Eine brennende Kerze und ein gelochtes Metallkreuz vor dem noch leeren Tagungsraum der Regionenkonferenz "Fünf Orte - ein Weg" zum synodalen Weg am 4. September 2020 in Dortmund.
Reformprozess unter dem Zeichen des Kreuzes: Beim Synodalen Weg diskutieren Bischöfe undLaienvertreter
über die Zukunft der Kirche - zum Beispiel zur Frage, wie Macht gerecht verteilt werden kann. 

Der Ursprung des Synodalen Weges sind der Missbrauchsskandal und die MHG-Studie. Was hat Macht mit Missbrauch zu tun?

Overbeck: In den Untersuchungen über die Ursachen des Missbrauchs ist deutlich geworden, dass wohl das Hauptproblem darin liegt, wie Täter – und selten auch Täterinnen – Macht über Schutzbefohlene, über Schwächere erlangt und ausgeübt haben. Das ist eine der großen Fragen, die sich uns systemisch stellen und die beantwortet werden müssen.

Lücking-Michel: Natürlich ist es wichtig, sich zuerst um die Betroffenen zu kümmern. Dann geht es um die Täter, ihre persönliche Schuld und Verantwortung dürfen und wollen wir nicht leugnen. Trotzdem geht die MHG-Studie weiter und stellt strukturelle und systemische Problemlagen fest. Die führen auch in anderen Feldern zu Machtmissbrauch. Missbrauch von Geld etwa oder geistlichem Missbrauch. Der Synodale Weg will sich diese Strukturen anschauen und ändern.

Um welche Themen geht es in Ihrem Forum konkret?

Lücking-Michel: Wie verstehen wir Macht, wie organisieren wir Beteiligungsmöglichkeiten aller Getauften und Gläubigen? Wie wird Macht kontrolliert? Von der Erfahrung des sexuellen Missbrauchs kommt man schnell zu Fragen, bei denen wir uns auch gut mit den anderen Foren abstimmen müssen: Wie verstehen wir Kirche? Wie verstehen wir Weiheamt und Dienste? Wer hat Zugang zum Amt? 

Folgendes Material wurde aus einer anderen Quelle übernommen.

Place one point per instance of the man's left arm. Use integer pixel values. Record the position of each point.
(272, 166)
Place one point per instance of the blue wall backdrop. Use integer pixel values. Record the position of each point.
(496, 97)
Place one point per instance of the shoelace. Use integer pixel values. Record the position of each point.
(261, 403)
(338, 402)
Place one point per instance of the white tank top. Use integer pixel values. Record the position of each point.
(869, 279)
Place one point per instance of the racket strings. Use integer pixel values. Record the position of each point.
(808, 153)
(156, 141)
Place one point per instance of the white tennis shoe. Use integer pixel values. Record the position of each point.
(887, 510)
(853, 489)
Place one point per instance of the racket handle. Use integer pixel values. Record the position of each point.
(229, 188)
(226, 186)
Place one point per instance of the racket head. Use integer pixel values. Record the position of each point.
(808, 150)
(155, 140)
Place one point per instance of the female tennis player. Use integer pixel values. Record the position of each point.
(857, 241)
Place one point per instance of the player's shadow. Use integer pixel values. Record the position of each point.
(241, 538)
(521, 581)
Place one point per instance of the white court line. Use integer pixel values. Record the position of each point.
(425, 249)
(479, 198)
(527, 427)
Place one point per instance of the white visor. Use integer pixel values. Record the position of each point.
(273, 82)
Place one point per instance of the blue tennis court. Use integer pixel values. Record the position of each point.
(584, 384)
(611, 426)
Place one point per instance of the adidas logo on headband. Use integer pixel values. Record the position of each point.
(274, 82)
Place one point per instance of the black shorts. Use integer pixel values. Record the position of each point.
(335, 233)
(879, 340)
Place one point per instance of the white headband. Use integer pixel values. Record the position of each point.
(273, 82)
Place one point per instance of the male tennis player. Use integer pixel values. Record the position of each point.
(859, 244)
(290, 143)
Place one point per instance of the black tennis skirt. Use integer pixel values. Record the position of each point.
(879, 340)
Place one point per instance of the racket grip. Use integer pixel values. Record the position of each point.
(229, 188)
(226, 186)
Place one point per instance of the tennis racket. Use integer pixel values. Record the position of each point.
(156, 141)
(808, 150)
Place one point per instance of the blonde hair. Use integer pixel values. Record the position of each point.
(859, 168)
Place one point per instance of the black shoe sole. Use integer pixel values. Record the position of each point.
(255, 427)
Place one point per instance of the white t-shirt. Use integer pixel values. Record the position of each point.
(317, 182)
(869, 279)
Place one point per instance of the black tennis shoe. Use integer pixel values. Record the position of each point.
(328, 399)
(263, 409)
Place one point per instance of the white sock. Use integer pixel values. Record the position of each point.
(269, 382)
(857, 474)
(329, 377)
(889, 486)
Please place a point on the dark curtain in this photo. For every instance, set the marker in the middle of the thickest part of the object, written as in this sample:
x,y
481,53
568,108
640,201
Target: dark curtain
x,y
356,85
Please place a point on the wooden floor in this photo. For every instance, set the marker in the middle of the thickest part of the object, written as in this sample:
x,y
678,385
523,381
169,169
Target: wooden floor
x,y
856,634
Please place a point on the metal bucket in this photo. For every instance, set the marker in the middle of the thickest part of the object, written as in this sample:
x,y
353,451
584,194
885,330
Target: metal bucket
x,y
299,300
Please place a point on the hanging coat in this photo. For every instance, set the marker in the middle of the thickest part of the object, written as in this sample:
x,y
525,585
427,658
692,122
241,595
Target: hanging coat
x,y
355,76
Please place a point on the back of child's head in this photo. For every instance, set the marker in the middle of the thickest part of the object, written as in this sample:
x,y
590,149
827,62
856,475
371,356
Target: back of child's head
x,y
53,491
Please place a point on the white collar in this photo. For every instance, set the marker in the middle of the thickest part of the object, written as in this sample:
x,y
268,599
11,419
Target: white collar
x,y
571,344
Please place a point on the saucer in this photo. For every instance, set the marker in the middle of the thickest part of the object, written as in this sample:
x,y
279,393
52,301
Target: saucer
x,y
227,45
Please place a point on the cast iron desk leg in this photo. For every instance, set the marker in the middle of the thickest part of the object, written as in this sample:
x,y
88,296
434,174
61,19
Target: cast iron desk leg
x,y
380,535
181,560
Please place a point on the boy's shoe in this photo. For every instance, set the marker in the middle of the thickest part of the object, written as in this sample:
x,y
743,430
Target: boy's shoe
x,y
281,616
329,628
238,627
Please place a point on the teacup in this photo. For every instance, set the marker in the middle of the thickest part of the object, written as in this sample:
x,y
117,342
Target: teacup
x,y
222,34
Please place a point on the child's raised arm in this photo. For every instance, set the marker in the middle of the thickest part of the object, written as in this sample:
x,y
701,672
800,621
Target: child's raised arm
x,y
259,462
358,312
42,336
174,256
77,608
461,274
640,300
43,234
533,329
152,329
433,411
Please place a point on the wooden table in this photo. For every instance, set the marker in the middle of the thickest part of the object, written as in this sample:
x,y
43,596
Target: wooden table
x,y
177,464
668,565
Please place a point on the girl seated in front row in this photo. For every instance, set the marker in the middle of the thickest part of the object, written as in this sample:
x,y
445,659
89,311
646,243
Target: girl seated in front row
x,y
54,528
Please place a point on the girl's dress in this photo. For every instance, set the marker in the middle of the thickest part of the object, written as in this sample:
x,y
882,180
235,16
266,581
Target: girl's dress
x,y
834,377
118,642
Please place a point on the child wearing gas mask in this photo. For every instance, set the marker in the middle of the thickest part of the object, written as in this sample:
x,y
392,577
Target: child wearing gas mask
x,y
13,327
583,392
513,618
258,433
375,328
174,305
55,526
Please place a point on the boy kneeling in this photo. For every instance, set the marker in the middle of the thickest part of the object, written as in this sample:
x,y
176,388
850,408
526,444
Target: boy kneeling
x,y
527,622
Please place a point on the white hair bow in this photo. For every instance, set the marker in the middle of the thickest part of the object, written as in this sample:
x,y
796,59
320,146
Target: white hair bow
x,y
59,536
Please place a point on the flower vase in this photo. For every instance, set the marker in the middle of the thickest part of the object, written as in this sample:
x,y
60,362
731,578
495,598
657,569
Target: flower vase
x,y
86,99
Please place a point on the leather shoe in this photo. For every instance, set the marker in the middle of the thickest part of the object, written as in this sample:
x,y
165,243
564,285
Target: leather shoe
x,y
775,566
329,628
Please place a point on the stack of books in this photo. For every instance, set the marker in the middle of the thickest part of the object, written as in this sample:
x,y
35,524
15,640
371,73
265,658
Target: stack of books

Overbeck: Die Auseinandersetzung mit den Zusammenhängen von Macht und Missbrauch ist eine wichtige Aufgabe, der wir uns stellen. Bei der Frage nach Macht geht es aber immer auch um kulturelle Faktoren. Wir leben hier im Westen Europas in einer rechtsstaatlichen, auf Gewaltenteilung ausgerichteten und demokratischen Gesellschaft. Transparenz und Machtkontrolle zählen zu unserem gesellschaftlichen Selbstverständnis und sind entsprechend auch zentrale Forderungen in unserem Forum. Die Herausforderung ist, diesen Forderungen angemessen und theologisch verantwortet gerecht zu werden. 

In einem ersten Grundsatzpapier Ihres Forums fordern Sie, dass kirchliche Macht der Verkündigung dienen muss. Tut sie das heute? Und wo behindert sie die Verkündigung?

Overbeck: Verkündigung selbst ist eine Form von positiver Machtausübung, wenn die Kirche das Evangelium empathisch, kompetent und glaubwürdig auslegt. Im alltäglichen Tun von Pfarreien und Gemeinden gibt es zahlreiche positive Beispiele, wie nicht nur Priester, sondern auch viele andere in diesem Sinne Macht ausüben. Gleichzeitig kann das heutige System aber auch missbraucht werden. Es ist eine große Herausforderung für die Kirche, wie wir ein streng hierarchisches Machtverständnis mit einem eher demokratischen, besser synodalen Machtverständnis zusammenbringen können. 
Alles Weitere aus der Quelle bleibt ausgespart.